The effects of intracerebroventricular injections of the mu-selective opioid agonist DAMGO ([D-Ala2,NMePhe4,Gly-ol]enkephalin), the kappa-selective opioid agonist dynorphin A-(1-13), and the delta-selective opioid agonist DPLPE ([D-Pen2,L-Pen5]enkephalin) on the decrease in different behavioral responses induced by a low dose of apomorphine (0.03 mg/kg) were investigated in the mouse. A low dose (0.03 mg/kg) of apomorphine produced a marked decrease in behavioral responses such as circling and rearing.
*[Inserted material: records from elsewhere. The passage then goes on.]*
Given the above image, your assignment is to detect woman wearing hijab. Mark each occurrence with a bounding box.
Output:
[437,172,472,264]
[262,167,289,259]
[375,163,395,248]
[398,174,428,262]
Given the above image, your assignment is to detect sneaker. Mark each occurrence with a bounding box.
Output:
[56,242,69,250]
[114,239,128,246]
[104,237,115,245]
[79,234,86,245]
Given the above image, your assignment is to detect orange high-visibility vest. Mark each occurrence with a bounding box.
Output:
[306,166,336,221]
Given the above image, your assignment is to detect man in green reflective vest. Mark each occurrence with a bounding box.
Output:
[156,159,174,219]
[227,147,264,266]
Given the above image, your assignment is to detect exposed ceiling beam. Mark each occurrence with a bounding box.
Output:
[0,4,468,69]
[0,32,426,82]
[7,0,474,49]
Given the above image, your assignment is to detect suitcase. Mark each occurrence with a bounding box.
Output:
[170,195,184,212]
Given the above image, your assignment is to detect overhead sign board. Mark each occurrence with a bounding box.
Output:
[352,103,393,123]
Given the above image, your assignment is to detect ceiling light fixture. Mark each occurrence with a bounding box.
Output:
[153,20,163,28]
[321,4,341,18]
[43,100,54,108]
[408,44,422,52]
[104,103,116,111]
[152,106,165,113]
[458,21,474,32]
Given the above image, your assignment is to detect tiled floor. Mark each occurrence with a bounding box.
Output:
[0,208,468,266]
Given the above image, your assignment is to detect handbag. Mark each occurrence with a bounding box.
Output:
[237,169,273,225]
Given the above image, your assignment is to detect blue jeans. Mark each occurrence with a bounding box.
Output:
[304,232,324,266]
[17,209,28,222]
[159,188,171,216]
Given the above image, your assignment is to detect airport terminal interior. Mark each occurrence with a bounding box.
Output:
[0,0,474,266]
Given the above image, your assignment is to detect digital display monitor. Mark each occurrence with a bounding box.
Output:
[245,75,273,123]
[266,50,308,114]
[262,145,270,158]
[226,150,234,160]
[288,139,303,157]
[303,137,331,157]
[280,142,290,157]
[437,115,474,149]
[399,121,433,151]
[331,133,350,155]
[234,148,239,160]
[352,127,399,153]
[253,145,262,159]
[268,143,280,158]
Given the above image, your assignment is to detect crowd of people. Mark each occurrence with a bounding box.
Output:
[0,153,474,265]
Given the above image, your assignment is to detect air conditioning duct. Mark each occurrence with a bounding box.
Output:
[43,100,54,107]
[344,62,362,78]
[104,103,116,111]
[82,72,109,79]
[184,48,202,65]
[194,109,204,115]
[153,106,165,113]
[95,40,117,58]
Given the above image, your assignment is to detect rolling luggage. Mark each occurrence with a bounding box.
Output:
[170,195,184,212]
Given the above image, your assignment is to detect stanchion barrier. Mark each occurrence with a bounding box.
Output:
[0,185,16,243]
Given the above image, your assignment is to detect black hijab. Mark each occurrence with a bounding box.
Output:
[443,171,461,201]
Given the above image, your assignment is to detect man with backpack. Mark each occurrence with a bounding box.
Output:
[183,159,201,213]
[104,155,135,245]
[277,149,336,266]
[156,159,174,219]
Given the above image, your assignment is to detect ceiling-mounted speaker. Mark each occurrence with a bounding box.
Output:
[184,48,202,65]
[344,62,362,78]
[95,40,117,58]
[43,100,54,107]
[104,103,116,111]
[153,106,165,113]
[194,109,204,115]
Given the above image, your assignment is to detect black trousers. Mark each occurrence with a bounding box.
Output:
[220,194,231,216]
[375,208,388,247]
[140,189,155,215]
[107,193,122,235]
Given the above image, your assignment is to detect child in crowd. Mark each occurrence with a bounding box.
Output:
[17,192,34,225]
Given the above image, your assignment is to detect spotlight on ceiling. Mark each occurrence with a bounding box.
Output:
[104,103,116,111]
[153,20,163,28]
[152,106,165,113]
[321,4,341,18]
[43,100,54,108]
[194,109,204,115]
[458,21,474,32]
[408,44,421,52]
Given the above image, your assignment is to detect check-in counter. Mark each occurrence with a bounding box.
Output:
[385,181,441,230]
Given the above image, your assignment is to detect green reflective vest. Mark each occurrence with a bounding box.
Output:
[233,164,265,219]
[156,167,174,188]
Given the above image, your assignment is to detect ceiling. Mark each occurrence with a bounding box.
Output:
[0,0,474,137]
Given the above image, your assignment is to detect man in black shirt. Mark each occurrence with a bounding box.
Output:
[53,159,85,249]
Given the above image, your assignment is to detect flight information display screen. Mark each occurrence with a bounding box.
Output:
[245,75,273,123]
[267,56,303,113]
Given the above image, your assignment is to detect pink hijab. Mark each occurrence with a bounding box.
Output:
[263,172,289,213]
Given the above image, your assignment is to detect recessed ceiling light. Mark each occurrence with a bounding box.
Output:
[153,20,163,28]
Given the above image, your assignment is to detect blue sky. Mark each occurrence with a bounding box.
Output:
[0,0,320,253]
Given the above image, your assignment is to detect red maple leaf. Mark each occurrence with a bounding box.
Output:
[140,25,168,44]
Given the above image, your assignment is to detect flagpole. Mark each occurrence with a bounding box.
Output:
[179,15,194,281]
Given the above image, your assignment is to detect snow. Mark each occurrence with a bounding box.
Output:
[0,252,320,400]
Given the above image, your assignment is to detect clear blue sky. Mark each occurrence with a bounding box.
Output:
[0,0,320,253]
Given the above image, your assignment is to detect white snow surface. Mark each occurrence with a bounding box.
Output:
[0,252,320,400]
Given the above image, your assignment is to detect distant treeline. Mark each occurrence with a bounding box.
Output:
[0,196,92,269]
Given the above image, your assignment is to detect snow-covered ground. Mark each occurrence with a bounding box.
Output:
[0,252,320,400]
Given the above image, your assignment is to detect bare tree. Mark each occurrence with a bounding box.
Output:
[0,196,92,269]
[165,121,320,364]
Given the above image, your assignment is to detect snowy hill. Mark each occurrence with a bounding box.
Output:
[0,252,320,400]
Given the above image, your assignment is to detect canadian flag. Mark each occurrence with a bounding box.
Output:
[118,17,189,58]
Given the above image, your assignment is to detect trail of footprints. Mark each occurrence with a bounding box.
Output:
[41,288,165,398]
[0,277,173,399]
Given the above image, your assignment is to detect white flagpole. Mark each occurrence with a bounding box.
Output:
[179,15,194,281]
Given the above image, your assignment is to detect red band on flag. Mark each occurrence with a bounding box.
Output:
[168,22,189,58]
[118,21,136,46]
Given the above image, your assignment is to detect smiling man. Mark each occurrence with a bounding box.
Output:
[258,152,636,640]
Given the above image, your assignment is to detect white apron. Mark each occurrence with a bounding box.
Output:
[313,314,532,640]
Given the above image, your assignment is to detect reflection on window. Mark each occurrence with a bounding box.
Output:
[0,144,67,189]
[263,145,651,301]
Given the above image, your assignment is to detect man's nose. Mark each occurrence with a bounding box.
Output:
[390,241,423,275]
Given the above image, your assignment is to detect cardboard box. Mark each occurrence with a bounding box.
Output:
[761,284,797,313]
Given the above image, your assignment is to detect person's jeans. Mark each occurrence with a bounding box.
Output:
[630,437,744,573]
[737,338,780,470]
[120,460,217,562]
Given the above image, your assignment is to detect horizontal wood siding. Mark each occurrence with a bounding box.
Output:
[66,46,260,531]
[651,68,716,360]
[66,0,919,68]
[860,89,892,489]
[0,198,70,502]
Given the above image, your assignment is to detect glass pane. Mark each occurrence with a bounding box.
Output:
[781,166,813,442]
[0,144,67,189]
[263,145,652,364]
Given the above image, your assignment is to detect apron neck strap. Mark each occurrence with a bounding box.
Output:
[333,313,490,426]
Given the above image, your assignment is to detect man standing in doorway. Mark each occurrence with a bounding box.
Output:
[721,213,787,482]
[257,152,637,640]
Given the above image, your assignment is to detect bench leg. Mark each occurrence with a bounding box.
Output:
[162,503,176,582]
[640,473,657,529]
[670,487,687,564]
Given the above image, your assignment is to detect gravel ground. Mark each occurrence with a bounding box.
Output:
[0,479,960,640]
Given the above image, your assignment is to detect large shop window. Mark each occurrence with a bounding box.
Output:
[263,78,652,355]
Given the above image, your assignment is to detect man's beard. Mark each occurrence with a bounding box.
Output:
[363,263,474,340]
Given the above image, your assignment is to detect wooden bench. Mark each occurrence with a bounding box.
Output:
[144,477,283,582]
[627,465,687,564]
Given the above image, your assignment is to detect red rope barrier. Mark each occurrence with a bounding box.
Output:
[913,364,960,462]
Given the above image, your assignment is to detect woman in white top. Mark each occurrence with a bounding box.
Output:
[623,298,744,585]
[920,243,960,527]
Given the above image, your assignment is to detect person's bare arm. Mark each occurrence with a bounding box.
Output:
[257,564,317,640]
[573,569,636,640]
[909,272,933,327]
Although the dopamine D1 antagonist SCH 23390 (0.01 and 0.03 mg/kg) did not influence behavior induced by apomorphine (0.03 mg/kg), the dopamine D2 antagonist sulpiride (3.0 mg/kg) reversed the decrease in circling and rearing behavior induced by apomorphine, suggesting that the effects of apomorphine on circling and rearing are mediated through dopamine D2 autoreceptors. DAMGO (0.003 or 0.01 microgram), dynorphin A-(1-13) (3.0 or 10.0 micrograms), or DPLPE (0.3 and 1.0 microgram) had no significant effects on the apomorphine-induced decrease in circling and rearing behavior. These in vivo results suggest that opioid peptides selective for receptor types fail to influence drug effects mediated by dopamine D2 autoreceptors.